Arrivo a casa in tempo per lavarmi il lavabile, riordinare e ascoltare il Discorso alla Nazione, il terzo nel giro di pochi giorni. Proprio così, come annunciato e in parte già eseguito. La Francia chiude. «Siamo in guerra». Questa frase ripetuta per sei volte. «Non lasceremo nessuno ai margini della via, quoi qu’il en coûte». Per associazione, meccanica e angosciosa, mi torna in mente il clochard disteso sulla via che per poco stamattina non investivo, scendendo per Boulevard de l’Hôpital in bicicletta. Altro che margini della via, era proprio di traverso. Sdraiato, con le braccia intrecciate sotto la testa, un sorriso beffardo. E io vilmente ho svicolato, pensando che la scena del buon samaritano viola le statistiche. Chi si ferma? Tutti come me.

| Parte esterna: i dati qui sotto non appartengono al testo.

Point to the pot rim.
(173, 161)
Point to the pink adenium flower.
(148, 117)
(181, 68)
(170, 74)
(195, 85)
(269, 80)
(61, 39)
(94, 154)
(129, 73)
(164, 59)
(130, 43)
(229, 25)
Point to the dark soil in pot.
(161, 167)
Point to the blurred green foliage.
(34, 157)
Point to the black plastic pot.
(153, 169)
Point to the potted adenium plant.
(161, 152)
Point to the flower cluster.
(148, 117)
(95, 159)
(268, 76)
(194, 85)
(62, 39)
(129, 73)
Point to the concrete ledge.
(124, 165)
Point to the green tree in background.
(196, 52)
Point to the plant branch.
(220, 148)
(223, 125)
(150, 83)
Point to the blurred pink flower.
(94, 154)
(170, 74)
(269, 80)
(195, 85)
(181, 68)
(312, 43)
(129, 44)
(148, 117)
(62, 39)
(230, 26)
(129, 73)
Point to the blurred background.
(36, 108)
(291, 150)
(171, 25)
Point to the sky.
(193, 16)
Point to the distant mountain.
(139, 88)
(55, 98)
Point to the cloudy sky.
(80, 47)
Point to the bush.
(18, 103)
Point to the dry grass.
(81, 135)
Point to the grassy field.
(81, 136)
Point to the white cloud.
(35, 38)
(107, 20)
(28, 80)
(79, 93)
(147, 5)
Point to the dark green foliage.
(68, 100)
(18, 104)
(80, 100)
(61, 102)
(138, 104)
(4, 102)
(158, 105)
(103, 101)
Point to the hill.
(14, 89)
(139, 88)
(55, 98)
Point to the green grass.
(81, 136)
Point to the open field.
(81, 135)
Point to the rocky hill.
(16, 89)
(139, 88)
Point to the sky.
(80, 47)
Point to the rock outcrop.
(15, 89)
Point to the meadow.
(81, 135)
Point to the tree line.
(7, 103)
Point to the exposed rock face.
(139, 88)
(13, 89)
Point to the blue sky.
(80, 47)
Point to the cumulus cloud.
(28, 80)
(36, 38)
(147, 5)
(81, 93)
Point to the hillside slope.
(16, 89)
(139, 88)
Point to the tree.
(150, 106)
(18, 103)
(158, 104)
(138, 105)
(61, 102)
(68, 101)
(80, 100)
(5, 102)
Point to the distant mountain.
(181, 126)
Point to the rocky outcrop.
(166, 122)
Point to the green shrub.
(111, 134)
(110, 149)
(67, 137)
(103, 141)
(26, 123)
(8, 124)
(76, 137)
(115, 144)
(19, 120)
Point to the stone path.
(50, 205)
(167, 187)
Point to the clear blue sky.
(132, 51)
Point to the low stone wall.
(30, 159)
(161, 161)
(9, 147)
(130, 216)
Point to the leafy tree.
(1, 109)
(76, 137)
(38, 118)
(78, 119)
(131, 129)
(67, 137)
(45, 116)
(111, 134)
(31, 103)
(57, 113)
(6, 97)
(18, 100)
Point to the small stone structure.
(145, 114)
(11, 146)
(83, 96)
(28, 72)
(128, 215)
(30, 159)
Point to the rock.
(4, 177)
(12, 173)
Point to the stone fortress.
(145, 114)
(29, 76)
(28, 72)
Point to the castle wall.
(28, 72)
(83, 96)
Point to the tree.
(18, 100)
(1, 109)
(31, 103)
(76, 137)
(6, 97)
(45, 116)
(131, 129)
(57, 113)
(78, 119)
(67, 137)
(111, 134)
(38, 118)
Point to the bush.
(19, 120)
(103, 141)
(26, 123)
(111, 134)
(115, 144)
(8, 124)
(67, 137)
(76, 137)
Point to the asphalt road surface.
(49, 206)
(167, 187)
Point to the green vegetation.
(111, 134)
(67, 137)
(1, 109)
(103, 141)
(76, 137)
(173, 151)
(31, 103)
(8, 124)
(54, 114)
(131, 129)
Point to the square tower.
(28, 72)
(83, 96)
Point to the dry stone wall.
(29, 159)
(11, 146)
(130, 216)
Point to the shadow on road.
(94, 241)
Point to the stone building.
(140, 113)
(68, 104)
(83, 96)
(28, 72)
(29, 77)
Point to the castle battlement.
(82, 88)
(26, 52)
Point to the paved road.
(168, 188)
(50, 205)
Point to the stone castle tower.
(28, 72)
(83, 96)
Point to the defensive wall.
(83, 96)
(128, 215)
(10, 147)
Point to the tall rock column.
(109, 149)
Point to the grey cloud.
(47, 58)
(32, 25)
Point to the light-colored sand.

APRO IL COMPUTER. Una mail, che mi era sfuggita. Avverte tutti i dipendenti del San Raffaele che «Oggi sabato 14 marzo 2020 ricorre il centenario della nascita di don Luigi Maria Verzè (Illasi, 14.3.1920 – Milano, 31.12.2011), fondatore dell’Ospedale San Raffaele di Milano e del Brasile, nonchè della nostra UniSR». Don Luigi, senza le cui anomiche, rapaci ma geniali visioni, Milano strozzata nell’apocalisse non avrebbe oggi, nella corsa a creare nuovi posti di terapia intensiva dell’ultima settimana, 630 posti letto in più (di cui 65 in terapia intensiva e 60 subintensiva), e un nuovo reparto in arrivo per arginare il dramma del picco, in arrivo anche quello. Strano destino, per un visionario dell’angelo guaritore, compiere cent’anni, di cui novantuno vissuti in terra – proprio nei giorni della pandemia più feroce e impensabile della nostra memoria. Che brucia più di ogni altra terra proprio il tuo Lombardo Veneto. Chiudo le tende della grande finestra a vetrata. Tutta la luce di Parigi è spenta.